3 Huge Issues That Never Came Up In Any of the Presidential Debates
The 2016 presidential debates are now (finally?) over. Donald Trump and Hillary Clinton spared over trade policy, Vladimir Putin, Trump’s business record, his statements about women, his taxes, Clinton’s e-mails, and her foundation.
But amazingly there were a number of issues that didn’t come up during even one in the three presidential debates, despite their being of national importance. Nevertheless, what the candidates didn’t say about these topics hold important clues about how they will govern and what priorities are important to them.
Here’s a list of the most surprising issues that didn’t come up in any of the three presidential debates.
1. Climate Change
In a number of the Democratic primary debates, Bernie Sanders said climate change was the biggest challenge facing America. In the Clinton-Trump presidential debates, though, concerns about climate change, and what to do about it was (the flash in the pan of Ken Bone aside) essentially non-existent. The absence is interesting not just because Sanders made it a big issue, but because it has been a big issue in past presidential elections. Barack Obama and John McCain sparred over their cap and trade plans to tax pollution. And the Keystone Pipeline has been an issue that has dogged President Obama politically.
What’s more, as Vox pointed out, climate change is a big, big deal. If you are worried about major issues that may cause some serious trouble, global warming should be on that list. And it’s not like the candidates don’t have some defined positions on what to do about climate change that could be debated. Clinton wants half a billion solar roof top solar panels installed on American homes by the end of her first term. Trump has tweeted that global warming is a fabrication invented by the Chinese, which was talked about during a debate, but really in the context of “things Donald Trump says” and not as an actual policy stance.
2. Wall Street Regulation
Wall Street and the big banks was a big issue in both the Democratic and Republican primaries. One Democratic primary debate featured a lengthy discussion on Glass Steagall. But in the presidential debates the candidates didn’t even come close to trading barbs on such banking regulation arcana like Basel III (It’s an international standard for capital ratios. Jamie Dimon once called it un-American.).

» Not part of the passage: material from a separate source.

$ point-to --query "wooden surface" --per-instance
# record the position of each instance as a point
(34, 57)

That’s surprising because the fact that the big banks have too much power is an issue that ever since the financial crisis has resonated with a majority of Americans on both sides of the political divide. And it’s an issue that Clinton is vulnerable on. Being a former senator from New York, she is seen as close to Wall Street and the big bank, in particular Goldman Sachs, and it was an issue that Sander hit her on in the primary.
What’s more, Clinton’s financial regulation proposal seems to focus on the wrong area. She doesn’t want to repeal Dodd-Frank, the banking law passed in the wake of the financial crisis, but she would like to reform it, mostly by taxing the big banks more. But her big shinning issue was to more closely regulate the “shadow banks,” which sound scary, but are lenders that are not technically banks, and not generally large enough to cause widespread economic problems. What’s more, proposing to regulate the shadow banks plays right into the narrative that Clinton is in the pocket of Wall Street. The big banks would like smaller lenders to be more heavily regulated as well to make them less competitive.
Trump says he would like to repeal Dodd-Frank, but he hasn’t said what he would like to replace it with, which could be why he never brought it up.
Analysts who follow Wall Street regulation have already said that the debates show that Wall Street and the big banks, after years of spotlight, can finally exhale. The fact that banks and Too-Big-To-Fail didn’t come up in an significant way in three closely watched presidential debates means that banks are likely to get a pass from the next president, no matter who is elected on Novmber 8.
3. Black Lives Matter
Black Lives Matter was an actual question in one of the Republican primary debates, and an anticipated one. The candidates had to go one by one answering if they thought black lives matter. In the presidential debates: Not so much. The issue of cop violence, and bias, did come up in the vice presidential debate, but Republican VP dismissed it by citing the example of Keith Lamont Scott, a black man who was shot by a black police officer. Trump is for stop and frisk, the controversial police strategy that was ruled unconstitutional in New York, and says that would save black and hispanic lives. Trump has also said, in a seeming appeal to African Americans, that the inner cities are dangerous and need to be cleaned up.
None of these appeals appear to actually resonated with African American voters who polls show will largely vote for Clinton, which is why, unfortunately, we probably didn’t hear much about them in the three debates.